Sehl ibn Ebî Hasme: Ben Peygamber'in diyet olarak verdiği bu develerden bir dişi deveye, develerin toplandığı ağılda eriştim de deve beni ayağıyle tepti, demiştir.

6213- el-Leys ibn Sa'd: Bana Yahya, Buşeyr'den; o da Sehl'den tahdîs etti, dedi.

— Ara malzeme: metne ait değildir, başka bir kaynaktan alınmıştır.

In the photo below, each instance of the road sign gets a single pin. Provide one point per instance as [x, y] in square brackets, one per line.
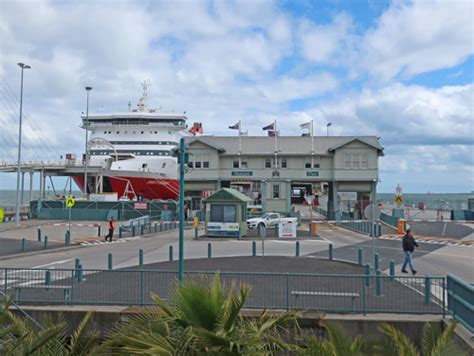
[368, 212]
[70, 202]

Yahya ibn Saîd el-Ensârî: Ben Buşeyr'in: Râfi' ibn Hadîc'in beraberinde dediğini sanırım, demiştir.

Sufyân ibn Uyeyne de: Bize Yahya, Buşeyr'den; o da Sehl'den yalnız olarak tahdîs etti, demiştir (Râfi' ibn Hadîc'le beraber dememiştir).

6214  Abdullah ibn Omer (radıyallahü anh) şöyle dedi: Rasûlüllah (sallallahü aleyhi ve sellem):

— "Bana bir ağaç haber veriniz ki, onun meseli müslimin meselidir. O meyvelerini her zaman Rabb'inin izniyle verir, yaprakları düşmez'' buyurdu.

Benim gönlüme onun hurma ağacı olduğu düştü. Burada Ebû Bekr ve Omer de mevcûd olup bunlar konuşmayınca ben konuşmamı kerîh gördüm. Peygamber:

— "O, hurma ağacıdır" buyurdu.

Ben babamın beraberinde çıktığım zaman:

— Ey babacığım! Benim gönlüme hurma ağacı düşmüştü, dedim. Babam:

— Seni bunu söylemekten ne men' etti? Senin onu söylemiş olman bana şundan ve şundan daha sevimli olurdu, dedi.

İbn Omer:

— Beni men' eden ancak senin de, Ebû Bekr'in de konuştuğunuzu görmemiş olmamdır. İşte bundan ötürü konuşmayı kerîh gördüm, demiştir.